Shifting consumer preference and retailers’ own failure to excite with new, must-have fashion have led to many store sales declines and closings, but there are some bright spots on the apparel market.
US clothing sales rose 3% in 2016 to reach $218.7 billion, the biggest gain since 2013, according to market research firm NPD Group. Online was a key driver of that growth. Ecommerce spending made up 19% of total US clothing sales last year, compared with 11% in 2011, NPD data showed.
Amazon was perhaps the best highlight of that. The online giant has been moving rapidly in the apparel space, hosting Fashion Week events and reportedly planning additional private label apparel lines. On its jobs site, it’s currently looking to fill over 100 open fashion positions and said its “fashion properties,” which also include Shopbop and East Dane websites, represent one of its fastest-growing units.

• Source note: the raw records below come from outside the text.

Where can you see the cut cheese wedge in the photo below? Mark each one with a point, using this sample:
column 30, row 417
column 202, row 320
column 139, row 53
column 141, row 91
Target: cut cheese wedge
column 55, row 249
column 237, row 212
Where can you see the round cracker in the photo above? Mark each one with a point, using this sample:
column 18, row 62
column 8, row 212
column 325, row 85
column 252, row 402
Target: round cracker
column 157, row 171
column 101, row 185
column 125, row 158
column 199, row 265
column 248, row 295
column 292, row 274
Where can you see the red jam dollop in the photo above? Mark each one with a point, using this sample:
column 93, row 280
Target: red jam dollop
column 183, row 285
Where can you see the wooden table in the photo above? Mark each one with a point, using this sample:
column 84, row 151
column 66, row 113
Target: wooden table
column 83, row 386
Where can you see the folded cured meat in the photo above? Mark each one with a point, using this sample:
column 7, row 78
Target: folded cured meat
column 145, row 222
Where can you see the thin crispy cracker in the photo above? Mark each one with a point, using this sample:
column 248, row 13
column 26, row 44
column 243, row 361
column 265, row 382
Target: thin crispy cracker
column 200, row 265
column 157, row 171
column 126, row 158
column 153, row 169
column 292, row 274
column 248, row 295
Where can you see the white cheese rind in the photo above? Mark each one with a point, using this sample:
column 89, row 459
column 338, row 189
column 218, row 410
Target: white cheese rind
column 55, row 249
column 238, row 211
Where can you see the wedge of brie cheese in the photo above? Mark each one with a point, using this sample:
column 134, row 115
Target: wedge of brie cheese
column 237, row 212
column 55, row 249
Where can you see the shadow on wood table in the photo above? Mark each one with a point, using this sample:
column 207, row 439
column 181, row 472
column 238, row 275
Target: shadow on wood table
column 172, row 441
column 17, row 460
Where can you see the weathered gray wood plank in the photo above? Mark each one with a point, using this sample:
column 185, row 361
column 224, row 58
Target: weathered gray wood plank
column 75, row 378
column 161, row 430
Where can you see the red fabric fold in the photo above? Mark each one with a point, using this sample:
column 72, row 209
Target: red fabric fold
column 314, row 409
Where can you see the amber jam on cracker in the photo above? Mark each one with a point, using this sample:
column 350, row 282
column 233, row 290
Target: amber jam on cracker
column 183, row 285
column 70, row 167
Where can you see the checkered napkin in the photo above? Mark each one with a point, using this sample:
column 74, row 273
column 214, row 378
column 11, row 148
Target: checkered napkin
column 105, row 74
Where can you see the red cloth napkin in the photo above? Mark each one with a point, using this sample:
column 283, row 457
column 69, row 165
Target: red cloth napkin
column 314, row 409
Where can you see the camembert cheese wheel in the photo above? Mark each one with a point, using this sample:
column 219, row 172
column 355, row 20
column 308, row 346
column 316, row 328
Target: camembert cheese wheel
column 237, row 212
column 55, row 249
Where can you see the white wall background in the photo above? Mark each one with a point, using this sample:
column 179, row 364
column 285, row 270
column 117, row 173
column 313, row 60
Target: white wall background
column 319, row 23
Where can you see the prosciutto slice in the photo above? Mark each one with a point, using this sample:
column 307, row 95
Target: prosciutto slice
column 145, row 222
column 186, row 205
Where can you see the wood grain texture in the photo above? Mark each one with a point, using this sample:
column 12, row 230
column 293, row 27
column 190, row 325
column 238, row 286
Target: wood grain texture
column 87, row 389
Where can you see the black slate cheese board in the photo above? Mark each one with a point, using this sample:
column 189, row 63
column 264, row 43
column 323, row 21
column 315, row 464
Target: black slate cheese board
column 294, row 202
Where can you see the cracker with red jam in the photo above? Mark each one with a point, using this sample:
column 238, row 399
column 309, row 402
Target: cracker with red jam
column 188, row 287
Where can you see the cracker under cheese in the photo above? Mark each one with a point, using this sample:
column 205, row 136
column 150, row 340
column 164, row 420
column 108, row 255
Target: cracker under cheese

(Morgan Stanley said in a May 2016 report that Amazon was already the No. 2 U.S. apparel seller behind Walmart and could see its share of the overall U.S. apparel market increasing to 19% by 2020 from about 7%.)
Within the brick-and-mortar space, off-price retailers were a bright spot, NPD said. The notable winner there was T.J. Maxx and Marshalls parent TJX Cos. TJX reported a 6% comparable sales gain during the holiday quarter, compared to declines at retailers from Victoria’s Secret and Gap brand to Macy’s and Nordstrom.
Style-wise, NPD’s data showed that the athleisure trend, which has been embraced by retailers from Forever 21 on the low end to Chanel on the high end, still has legs: Athleisure-styled clothing sales jumped 11% last year to $45.9 billion, representing more than one-fifth of the total U.S. apparel market.